The impact of shale has been long-lasting for many oil-producing countries, from Venezuela to Nigeria, where lower revenues have constrained investment and maintenance, and restricted a time-honored tool for dampening social unrest: cash.

Years of lower oil prices have had a marked economic impact on Algeria. Strong oil prices had allowed the country to invest in infrastructure and dramatically reduce poverty, according to the World Bank, but those programs are no longer affordable.

As a result, GDP growth has slowed, unemployment has risen and foreign currency reserves have also taken a hit, according to the IMF. Consumer energy subsidies, too, have had to be cut back.

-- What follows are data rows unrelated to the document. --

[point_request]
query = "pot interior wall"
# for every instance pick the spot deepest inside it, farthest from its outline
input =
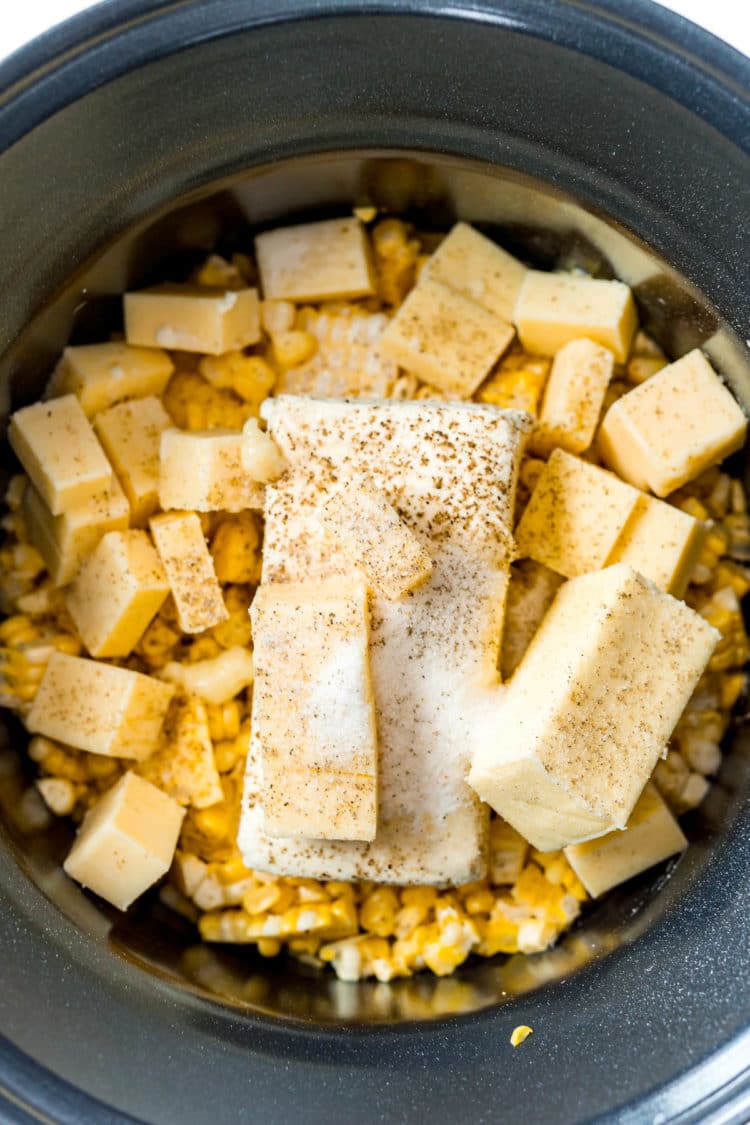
(545, 228)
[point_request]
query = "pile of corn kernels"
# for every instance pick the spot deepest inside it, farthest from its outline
(361, 929)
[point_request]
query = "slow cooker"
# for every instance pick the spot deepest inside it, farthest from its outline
(607, 135)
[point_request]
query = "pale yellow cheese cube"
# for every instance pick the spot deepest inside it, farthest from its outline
(478, 268)
(126, 842)
(64, 541)
(662, 543)
(118, 591)
(181, 546)
(192, 317)
(671, 428)
(202, 471)
(183, 764)
(99, 708)
(313, 709)
(590, 708)
(531, 592)
(59, 449)
(651, 836)
(575, 516)
(315, 261)
(574, 397)
(554, 308)
(101, 375)
(371, 533)
(445, 339)
(130, 434)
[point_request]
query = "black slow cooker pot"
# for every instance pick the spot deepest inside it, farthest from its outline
(608, 135)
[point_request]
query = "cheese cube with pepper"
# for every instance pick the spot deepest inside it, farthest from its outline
(661, 542)
(445, 339)
(101, 375)
(651, 836)
(118, 591)
(59, 449)
(315, 261)
(554, 308)
(373, 537)
(64, 541)
(99, 708)
(313, 711)
(577, 734)
(126, 842)
(181, 546)
(575, 516)
(671, 428)
(479, 269)
(130, 434)
(196, 318)
(202, 471)
(574, 397)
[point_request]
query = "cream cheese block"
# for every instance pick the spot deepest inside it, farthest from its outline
(451, 470)
(590, 708)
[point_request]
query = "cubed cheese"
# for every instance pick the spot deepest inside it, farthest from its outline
(554, 308)
(590, 708)
(671, 428)
(476, 267)
(445, 339)
(315, 261)
(575, 516)
(651, 836)
(574, 397)
(59, 449)
(662, 543)
(101, 375)
(118, 591)
(181, 546)
(64, 541)
(192, 318)
(183, 765)
(313, 719)
(126, 842)
(531, 592)
(99, 708)
(130, 434)
(202, 471)
(370, 531)
(450, 468)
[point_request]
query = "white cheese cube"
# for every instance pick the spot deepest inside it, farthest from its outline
(479, 269)
(101, 375)
(118, 591)
(662, 543)
(574, 397)
(202, 471)
(554, 308)
(671, 428)
(59, 449)
(370, 531)
(183, 765)
(445, 339)
(575, 516)
(181, 546)
(99, 708)
(126, 842)
(315, 261)
(590, 708)
(313, 719)
(651, 836)
(192, 317)
(130, 434)
(64, 541)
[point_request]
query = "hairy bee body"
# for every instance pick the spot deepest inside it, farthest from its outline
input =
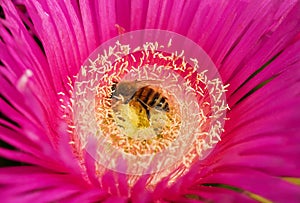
(141, 95)
(151, 97)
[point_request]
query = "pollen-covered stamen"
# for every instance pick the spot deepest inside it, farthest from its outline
(139, 116)
(156, 108)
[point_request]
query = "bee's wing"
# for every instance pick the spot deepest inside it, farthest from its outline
(142, 83)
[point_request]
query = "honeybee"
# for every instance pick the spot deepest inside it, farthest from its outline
(141, 94)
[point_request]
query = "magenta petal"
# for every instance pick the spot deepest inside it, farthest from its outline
(219, 194)
(257, 183)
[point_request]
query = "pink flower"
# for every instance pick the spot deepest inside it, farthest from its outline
(255, 46)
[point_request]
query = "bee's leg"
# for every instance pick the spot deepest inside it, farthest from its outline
(146, 107)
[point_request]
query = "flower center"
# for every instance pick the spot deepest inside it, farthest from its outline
(147, 104)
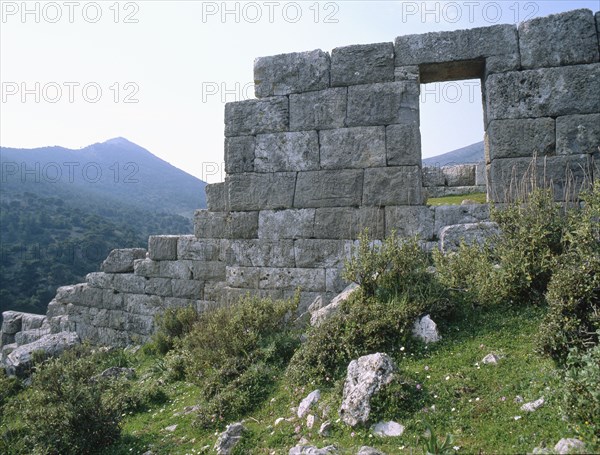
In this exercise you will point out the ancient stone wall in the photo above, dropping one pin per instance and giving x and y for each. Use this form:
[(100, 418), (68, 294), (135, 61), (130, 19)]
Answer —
[(331, 146)]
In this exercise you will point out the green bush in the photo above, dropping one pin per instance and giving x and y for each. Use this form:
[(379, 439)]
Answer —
[(235, 352)]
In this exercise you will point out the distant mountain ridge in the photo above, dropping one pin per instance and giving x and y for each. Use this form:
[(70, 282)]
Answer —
[(470, 154)]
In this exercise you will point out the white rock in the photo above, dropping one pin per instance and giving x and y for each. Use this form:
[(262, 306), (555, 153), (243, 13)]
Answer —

Starting in late 2017, the country embarked on a push to modernize its oil industry and its state-run oil company, Sonatrach. The plan includes deals to explore offshore, purchases of refineries outside Algeria, and a push, ironically, to extract shale gas in the country’s south.

The reforms are intended to draw further investment, restore the company’s image after accusations of corruption and security plans, and provide enough domestic energy to prevent the country from cutting back on exports—in other words, to protect Algeria’s oil revenue.

“If they are able to do that, it will be exactly what Algeria needs,” says Valérie Marcel, an associate fellow and expert in energy policy at Chatham House in London.

Any government in Algeria would have to lean heavily on oil and gas revenue to support the economy. But the current political uncertainty throws into question the fate of those reforms to the oil and gas sector, says Marcel—just when Algeria needs them most.